Posted on:2018-05-24Degree:Ph.DType:Thesis
University:University of Toronto (Canada)Candidate:Papadopoulou, Misel-MyrtoFull Text:PDF
GTID:2445390002450971Subject:Computer Engineering
Abstract/Summary:
Address translation is an essential part of current systems. Getting the virtual-to-physical mapping of a page is a time-sensitive operation that precedes the vast majority of memory accesses, be it for data or instructions. The growing memory footprints of current workloads, as well as the proliferation of chip multiprocessor systems with a variety of shared on-chip resources create both challenges and opportunities for address translation research. This thesis presents an in-depth analysis of the TLB-related behaviour of a set of commercial and cloud workloads. This analysis highlights workload nuances that can influence address translation's performance, as well as shortcomings of current designs. This thesis presents two architectural proposals that both support our thesis that TLB designs and policies need not be rigid, but should instead dynamically adapt to the workloads' behaviour for a judicious use of the available on-chip resources.;The Prediction-Based Superpage-Friendly TLB proposal leverages prediction to improve energy and utilization of TLBs by allowing translations of different page sizes to coexist in a set-associative (SA) structure.
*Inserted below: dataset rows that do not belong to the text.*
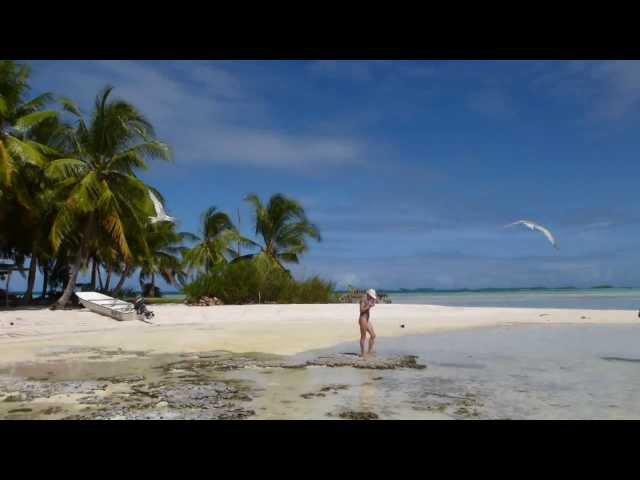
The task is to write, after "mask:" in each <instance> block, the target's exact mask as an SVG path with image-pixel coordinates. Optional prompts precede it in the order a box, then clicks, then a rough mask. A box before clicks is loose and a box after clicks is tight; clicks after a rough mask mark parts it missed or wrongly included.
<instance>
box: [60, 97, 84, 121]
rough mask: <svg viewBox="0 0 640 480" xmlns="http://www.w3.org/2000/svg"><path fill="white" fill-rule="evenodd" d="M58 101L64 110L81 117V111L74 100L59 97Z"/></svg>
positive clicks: (63, 109)
mask: <svg viewBox="0 0 640 480" xmlns="http://www.w3.org/2000/svg"><path fill="white" fill-rule="evenodd" d="M59 101H60V104H61V105H62V109H63V110H64V111H65V112H69V113H71V114H73V115H75V116H76V117H81V116H82V112H81V111H80V107H78V105H77V104H76V102H74V101H73V100H71V99H70V98H68V97H61V98H60V99H59Z"/></svg>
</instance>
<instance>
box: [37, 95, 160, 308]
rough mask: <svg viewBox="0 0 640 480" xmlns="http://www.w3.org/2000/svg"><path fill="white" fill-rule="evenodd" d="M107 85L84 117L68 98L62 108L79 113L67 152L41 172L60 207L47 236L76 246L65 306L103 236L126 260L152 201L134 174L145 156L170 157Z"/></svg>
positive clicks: (141, 184)
mask: <svg viewBox="0 0 640 480" xmlns="http://www.w3.org/2000/svg"><path fill="white" fill-rule="evenodd" d="M111 91H112V88H111V87H107V88H105V89H104V90H103V91H102V92H100V93H99V94H98V95H97V96H96V100H95V105H94V108H93V112H92V114H91V118H90V120H89V121H87V120H85V118H84V116H83V115H82V113H81V112H80V110H79V109H78V107H77V106H76V105H75V104H73V102H71V101H69V100H65V101H64V108H65V110H67V111H68V112H70V113H72V114H73V115H74V116H76V117H77V118H78V120H77V123H76V125H75V127H69V128H68V129H67V131H66V132H65V133H66V134H65V139H66V142H67V145H68V147H69V149H70V150H71V152H72V154H71V155H69V157H68V158H63V159H58V160H55V161H53V162H51V165H50V166H49V167H48V168H47V170H46V172H47V175H49V177H50V178H52V179H53V180H55V181H56V182H57V186H58V187H59V190H58V191H59V198H60V207H59V211H58V213H57V215H56V217H55V219H54V221H53V225H52V228H51V233H50V239H51V243H52V245H53V248H54V250H57V249H58V248H59V247H60V245H61V243H62V242H63V240H65V241H68V242H72V243H73V244H75V246H76V250H75V255H74V256H75V258H74V259H73V261H72V263H71V271H70V276H69V281H68V283H67V286H66V288H65V290H64V292H63V295H62V296H61V297H60V299H59V300H58V303H57V305H58V306H65V305H66V304H67V302H68V301H69V298H70V297H71V294H72V293H73V289H74V287H75V283H76V279H77V276H78V272H79V271H80V269H81V268H82V266H83V265H84V264H86V262H87V259H88V258H89V257H90V256H91V255H93V254H95V253H96V252H97V249H98V246H99V243H104V242H105V241H106V242H108V243H109V244H110V245H111V246H112V248H114V249H115V250H116V251H117V252H118V253H119V255H121V256H122V257H123V259H124V261H125V262H130V261H132V259H133V254H132V252H131V249H130V246H129V243H130V239H131V238H134V237H142V236H143V235H144V229H145V226H146V224H148V221H149V220H148V216H149V215H150V214H151V213H152V211H153V205H152V203H151V200H150V199H149V196H148V191H149V189H148V187H147V186H146V185H145V184H144V183H143V182H142V181H141V180H140V179H139V178H138V177H137V176H136V170H139V169H146V168H147V160H148V159H164V160H168V159H169V158H170V154H169V148H168V147H167V145H166V144H164V143H162V142H160V141H158V140H157V139H156V138H155V134H154V131H153V127H152V126H151V124H150V123H149V121H148V120H147V119H146V118H145V117H144V116H143V115H142V114H141V113H140V112H139V111H138V110H137V109H136V108H135V107H134V106H133V105H132V104H130V103H128V102H125V101H123V100H117V99H115V100H111V99H110V98H109V97H110V94H111Z"/></svg>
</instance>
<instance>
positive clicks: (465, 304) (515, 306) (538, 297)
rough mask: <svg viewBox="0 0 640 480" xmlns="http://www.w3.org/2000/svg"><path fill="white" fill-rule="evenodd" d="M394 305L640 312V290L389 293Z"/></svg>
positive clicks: (634, 289)
mask: <svg viewBox="0 0 640 480" xmlns="http://www.w3.org/2000/svg"><path fill="white" fill-rule="evenodd" d="M388 294H389V298H390V299H391V301H392V302H393V303H412V304H431V305H447V306H461V307H514V308H517V307H523V308H581V309H595V310H608V309H621V310H638V309H640V288H590V289H529V290H526V289H523V290H482V291H472V290H469V291H410V292H389V293H388Z"/></svg>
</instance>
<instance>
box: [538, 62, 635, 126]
mask: <svg viewBox="0 0 640 480" xmlns="http://www.w3.org/2000/svg"><path fill="white" fill-rule="evenodd" d="M546 67H547V68H546V69H544V70H542V71H540V72H539V73H537V74H536V76H535V77H533V79H532V80H531V85H532V87H533V88H534V89H536V90H538V91H543V92H544V93H546V94H549V95H551V96H553V97H555V98H556V99H558V100H560V101H565V100H566V99H572V100H576V101H577V102H578V103H579V104H581V105H583V106H584V108H585V110H586V111H587V112H588V114H589V115H591V116H592V117H594V118H599V119H605V120H616V119H620V118H622V117H624V116H625V115H627V114H629V113H631V112H632V111H634V110H637V107H638V106H639V105H640V61H636V60H608V61H570V62H549V63H547V64H546Z"/></svg>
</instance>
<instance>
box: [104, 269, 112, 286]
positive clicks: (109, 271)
mask: <svg viewBox="0 0 640 480" xmlns="http://www.w3.org/2000/svg"><path fill="white" fill-rule="evenodd" d="M112 271H113V265H112V264H109V267H108V269H107V278H106V279H105V281H104V291H105V292H108V291H109V284H110V283H111V272H112Z"/></svg>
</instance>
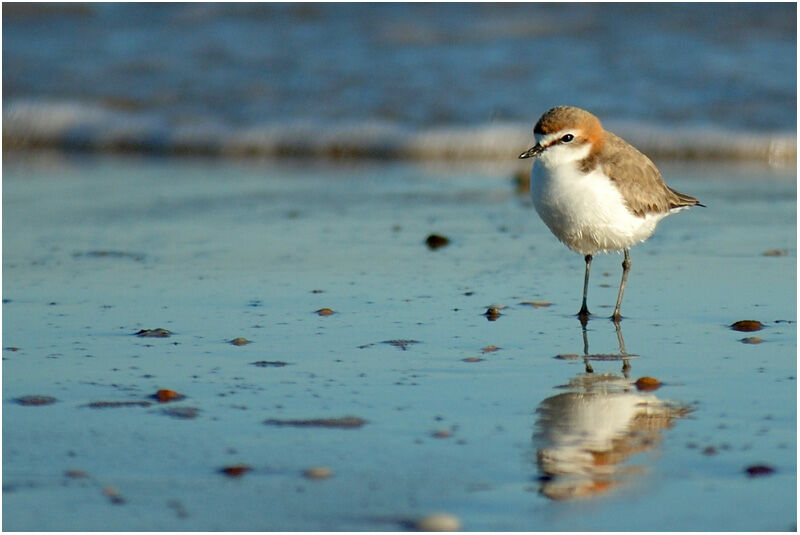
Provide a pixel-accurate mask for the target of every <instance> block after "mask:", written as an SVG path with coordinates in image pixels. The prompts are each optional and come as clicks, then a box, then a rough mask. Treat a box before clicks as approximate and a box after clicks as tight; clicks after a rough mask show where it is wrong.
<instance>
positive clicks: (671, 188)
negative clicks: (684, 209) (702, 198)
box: [667, 186, 706, 208]
mask: <svg viewBox="0 0 800 535" xmlns="http://www.w3.org/2000/svg"><path fill="white" fill-rule="evenodd" d="M667 189H668V190H669V191H670V193H671V194H672V198H671V199H670V203H669V207H670V208H684V207H688V206H702V207H704V208H705V206H706V205H705V204H702V203H701V202H700V201H698V200H697V199H695V198H694V197H692V196H691V195H686V194H685V193H681V192H680V191H675V190H674V189H672V188H670V187H669V186H667Z"/></svg>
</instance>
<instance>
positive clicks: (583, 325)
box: [581, 317, 594, 373]
mask: <svg viewBox="0 0 800 535" xmlns="http://www.w3.org/2000/svg"><path fill="white" fill-rule="evenodd" d="M581 334H582V335H583V365H584V369H585V370H586V373H594V369H593V368H592V365H591V363H590V362H589V334H588V333H587V332H586V318H584V317H581Z"/></svg>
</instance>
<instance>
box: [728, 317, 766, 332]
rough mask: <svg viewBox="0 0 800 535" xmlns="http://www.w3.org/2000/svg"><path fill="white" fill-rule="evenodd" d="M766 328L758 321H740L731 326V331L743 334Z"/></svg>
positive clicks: (739, 320) (758, 330)
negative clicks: (734, 331)
mask: <svg viewBox="0 0 800 535" xmlns="http://www.w3.org/2000/svg"><path fill="white" fill-rule="evenodd" d="M763 328H764V324H763V323H761V322H760V321H756V320H739V321H737V322H735V323H732V324H731V329H733V330H734V331H741V332H748V333H749V332H753V331H760V330H761V329H763Z"/></svg>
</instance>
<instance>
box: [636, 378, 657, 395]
mask: <svg viewBox="0 0 800 535" xmlns="http://www.w3.org/2000/svg"><path fill="white" fill-rule="evenodd" d="M634 384H635V385H636V388H637V390H641V391H644V392H650V391H651V390H655V389H657V388H658V387H660V386H661V381H659V380H658V379H655V378H653V377H640V378H639V379H637V380H636V383H634Z"/></svg>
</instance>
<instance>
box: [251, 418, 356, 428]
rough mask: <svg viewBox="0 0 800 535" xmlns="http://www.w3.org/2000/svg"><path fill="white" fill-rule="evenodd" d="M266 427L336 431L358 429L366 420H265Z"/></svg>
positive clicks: (308, 419)
mask: <svg viewBox="0 0 800 535" xmlns="http://www.w3.org/2000/svg"><path fill="white" fill-rule="evenodd" d="M264 423H265V424H267V425H277V426H290V427H329V428H338V429H358V428H359V427H361V426H362V425H364V424H365V423H367V421H366V420H364V419H363V418H358V417H357V416H342V417H341V418H311V419H308V420H274V419H273V420H267V421H265V422H264Z"/></svg>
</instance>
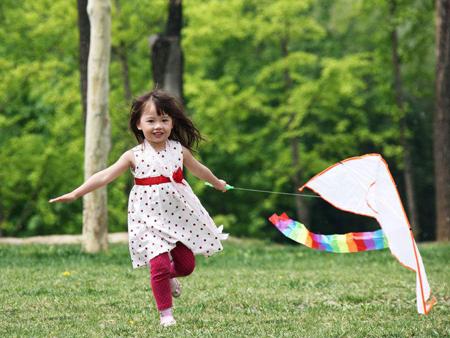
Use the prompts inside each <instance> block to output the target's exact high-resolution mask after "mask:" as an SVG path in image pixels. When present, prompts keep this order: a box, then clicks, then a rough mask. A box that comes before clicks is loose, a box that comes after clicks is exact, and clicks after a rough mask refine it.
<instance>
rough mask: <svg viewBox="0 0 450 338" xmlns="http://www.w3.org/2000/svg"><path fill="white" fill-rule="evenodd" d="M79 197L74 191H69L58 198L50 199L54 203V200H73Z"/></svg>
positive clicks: (70, 200)
mask: <svg viewBox="0 0 450 338" xmlns="http://www.w3.org/2000/svg"><path fill="white" fill-rule="evenodd" d="M77 198H78V197H77V196H76V195H75V194H74V193H73V192H69V193H68V194H65V195H62V196H59V197H56V198H52V199H51V200H49V202H50V203H54V202H72V201H74V200H76V199H77Z"/></svg>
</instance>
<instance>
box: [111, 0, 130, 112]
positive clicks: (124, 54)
mask: <svg viewBox="0 0 450 338" xmlns="http://www.w3.org/2000/svg"><path fill="white" fill-rule="evenodd" d="M115 4H116V8H117V12H118V13H120V11H121V5H120V1H119V0H115ZM113 52H115V53H116V54H117V56H118V57H119V61H120V66H121V69H122V79H123V92H124V95H125V102H126V103H127V105H128V104H130V103H131V100H132V98H133V94H132V92H131V85H130V72H129V70H128V53H127V46H126V44H125V42H124V41H123V40H120V41H119V46H118V47H116V48H114V47H113Z"/></svg>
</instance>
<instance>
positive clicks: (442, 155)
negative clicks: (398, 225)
mask: <svg viewBox="0 0 450 338" xmlns="http://www.w3.org/2000/svg"><path fill="white" fill-rule="evenodd" d="M449 93H450V1H448V0H436V113H435V115H434V127H433V131H434V133H433V141H434V162H435V167H434V172H435V179H436V181H435V182H436V184H435V186H436V223H437V231H436V232H437V240H440V241H448V240H450V97H449Z"/></svg>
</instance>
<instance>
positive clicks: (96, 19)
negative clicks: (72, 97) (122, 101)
mask: <svg viewBox="0 0 450 338" xmlns="http://www.w3.org/2000/svg"><path fill="white" fill-rule="evenodd" d="M88 14H89V18H90V22H91V43H90V53H89V62H88V95H87V119H86V139H85V160H84V170H85V179H88V178H89V177H90V176H92V175H93V174H94V173H96V172H98V171H100V170H102V169H104V168H105V167H106V165H107V159H108V153H109V150H110V147H111V140H110V138H111V136H110V133H111V132H110V124H109V116H108V94H109V78H108V77H109V72H108V71H109V62H110V49H111V6H110V2H109V0H89V4H88ZM107 222H108V214H107V194H106V187H103V188H100V189H97V190H96V191H93V192H91V193H89V194H87V195H85V196H84V208H83V250H84V251H86V252H98V251H100V250H106V249H107V248H108V229H107Z"/></svg>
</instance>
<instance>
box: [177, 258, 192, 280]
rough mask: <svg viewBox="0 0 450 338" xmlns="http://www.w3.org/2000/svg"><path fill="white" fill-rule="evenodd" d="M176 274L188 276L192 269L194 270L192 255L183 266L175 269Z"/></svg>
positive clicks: (185, 262)
mask: <svg viewBox="0 0 450 338" xmlns="http://www.w3.org/2000/svg"><path fill="white" fill-rule="evenodd" d="M176 269H177V272H178V273H179V274H180V275H181V276H188V275H190V274H191V273H192V272H193V271H194V269H195V257H194V255H192V257H189V259H186V260H184V262H183V264H180V266H177V267H176Z"/></svg>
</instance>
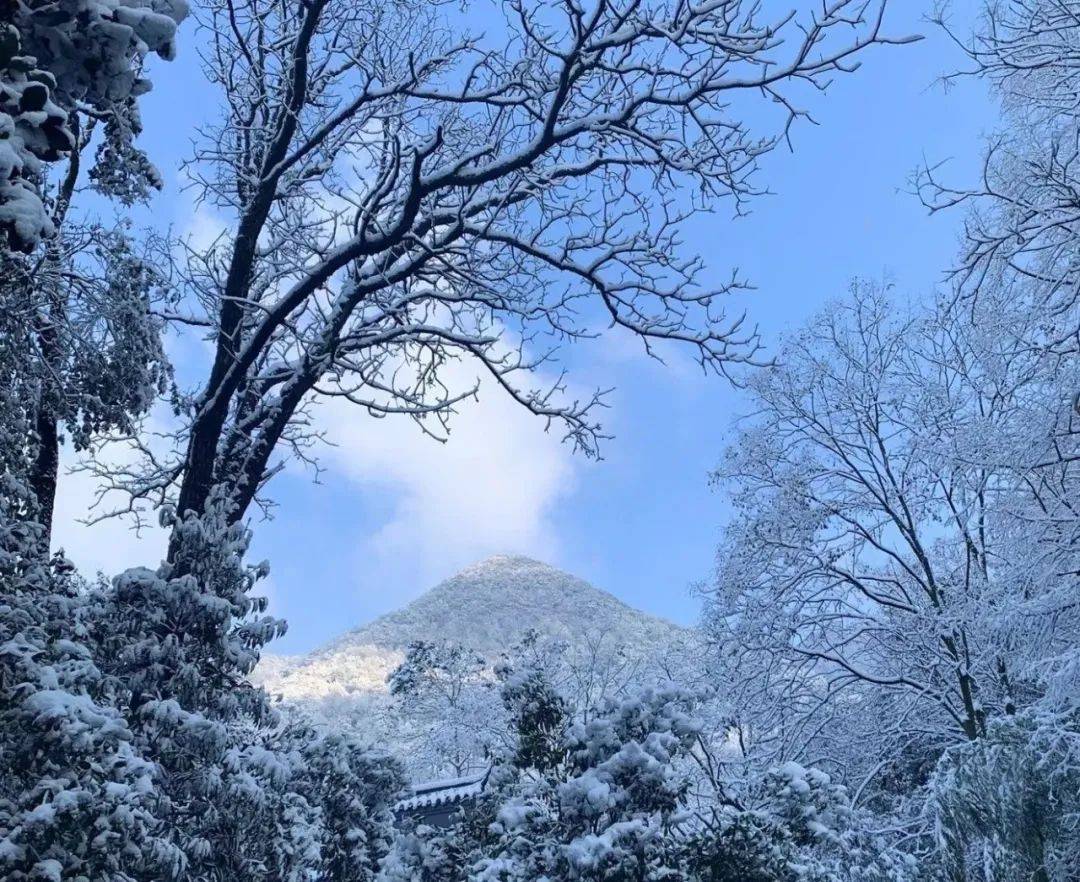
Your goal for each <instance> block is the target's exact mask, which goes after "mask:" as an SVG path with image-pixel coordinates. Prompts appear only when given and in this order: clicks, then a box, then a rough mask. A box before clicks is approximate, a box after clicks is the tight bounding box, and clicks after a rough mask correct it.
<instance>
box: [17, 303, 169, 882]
mask: <svg viewBox="0 0 1080 882" xmlns="http://www.w3.org/2000/svg"><path fill="white" fill-rule="evenodd" d="M5 317H10V316H5ZM22 343H23V338H22V336H21V335H18V334H0V366H2V370H3V376H4V377H5V378H6V382H5V383H4V384H3V386H2V388H0V877H2V878H3V879H5V880H12V882H22V881H23V880H27V881H28V880H62V879H63V880H67V879H86V880H92V881H94V882H96V881H97V880H114V879H121V878H159V879H171V878H173V877H174V876H176V873H177V872H178V871H179V870H180V869H181V868H183V866H184V855H183V853H181V852H180V851H179V850H178V849H177V847H176V846H175V845H174V844H173V843H172V842H171V841H170V837H168V836H167V832H166V831H164V830H163V828H162V827H161V825H160V823H159V818H158V814H157V808H158V805H157V803H158V799H157V787H158V784H159V777H158V769H157V766H156V763H154V761H153V759H152V757H150V756H147V755H146V754H144V752H141V751H140V749H139V747H138V745H136V744H135V739H134V736H133V732H132V729H131V725H130V724H129V721H127V720H126V719H125V718H124V716H123V714H122V713H121V710H120V708H119V706H118V702H117V697H118V696H117V690H116V688H114V683H113V682H112V681H111V680H110V679H109V677H108V676H107V674H106V673H105V671H104V670H103V669H102V667H100V665H99V664H98V662H99V659H98V657H97V656H96V655H95V654H94V653H93V651H92V649H93V642H92V641H91V640H90V639H89V630H90V627H91V621H90V615H89V614H87V613H89V610H87V608H86V603H85V600H84V597H83V595H82V593H81V584H80V580H79V579H78V576H77V575H76V573H75V569H73V567H72V566H71V564H69V562H68V561H66V560H64V559H63V558H62V557H59V556H57V557H52V558H50V557H49V554H48V552H49V545H48V537H46V533H45V530H44V529H43V527H42V526H41V525H40V524H38V523H37V520H36V515H37V499H36V496H35V493H33V491H32V489H31V488H30V486H29V484H28V481H27V474H28V472H29V471H30V463H29V462H28V459H27V456H26V453H27V445H26V439H27V437H28V436H30V435H31V434H32V423H30V422H29V421H28V419H27V408H26V403H25V396H26V395H27V394H28V392H29V391H32V388H33V384H32V382H31V383H29V384H26V383H24V382H22V380H23V379H24V378H23V377H21V374H19V369H21V368H22V367H23V366H25V365H27V363H28V359H26V358H25V352H24V351H23V349H22ZM31 379H32V378H31Z"/></svg>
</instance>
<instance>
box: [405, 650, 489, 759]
mask: <svg viewBox="0 0 1080 882" xmlns="http://www.w3.org/2000/svg"><path fill="white" fill-rule="evenodd" d="M388 683H389V686H390V694H391V695H393V696H395V698H396V708H395V709H396V711H397V733H399V734H400V735H401V736H402V737H401V741H400V742H399V744H400V749H401V750H402V751H403V752H404V755H405V756H406V757H407V758H408V761H409V765H410V766H411V769H413V771H414V773H416V774H418V775H422V776H426V777H428V778H437V777H446V776H450V777H460V776H462V775H465V774H468V773H469V772H475V771H477V770H481V769H483V768H484V766H485V765H486V764H487V763H488V762H489V761H490V759H489V755H490V750H491V744H492V741H494V739H495V737H496V735H497V733H498V732H499V730H500V729H501V728H502V727H501V724H502V714H501V713H500V711H501V706H500V703H499V696H498V692H497V690H496V689H495V688H494V687H495V681H494V678H492V677H491V676H490V669H489V667H488V665H487V663H486V662H485V660H484V657H483V656H482V655H480V654H477V653H476V652H473V651H472V650H470V649H468V648H465V647H462V646H458V644H453V643H432V642H427V641H418V642H415V643H413V644H411V646H410V647H409V648H408V650H407V651H406V653H405V659H404V661H403V662H402V663H401V665H399V666H397V667H396V668H395V669H394V670H393V671H391V674H390V677H389V678H388Z"/></svg>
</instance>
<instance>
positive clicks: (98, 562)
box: [57, 0, 996, 652]
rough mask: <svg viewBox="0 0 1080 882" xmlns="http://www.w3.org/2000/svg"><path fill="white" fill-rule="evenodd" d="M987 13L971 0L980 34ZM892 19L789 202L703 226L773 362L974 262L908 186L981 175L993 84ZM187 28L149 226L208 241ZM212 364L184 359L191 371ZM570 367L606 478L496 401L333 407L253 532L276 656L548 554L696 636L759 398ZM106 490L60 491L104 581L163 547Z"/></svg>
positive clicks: (149, 139) (556, 437)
For example, a 256-entry 4-way SA TLBpred achieves better coverage (7.7% less Misses Per Million Instructions) compared to a slower 128-entry fully- associative TLB. It also has the energy efficiency of a much smaller structure. This design uses a highly accurate superpage predictor that achieves a 0.4% average misprediction rate with a meager 32B of storage.;The Forget-Me-Not TLB (FMN) proposal utilizes the existing cache capacity to store translation entries and to thus reduce TLB-miss handling latency. A per core private 1024-entry direct-mapped FMN reduces the average L1-TLB miss latency across all simulated workloads by 31.4% over a baseline with only L1-TLBs. Conversely, a dedicated 1024-entry 8-way SA L2-TLB reduces it by 24.6% and causes, in some cases, performance degradation. We further propose an L2-TLB bypassing mechanism to address this challenge.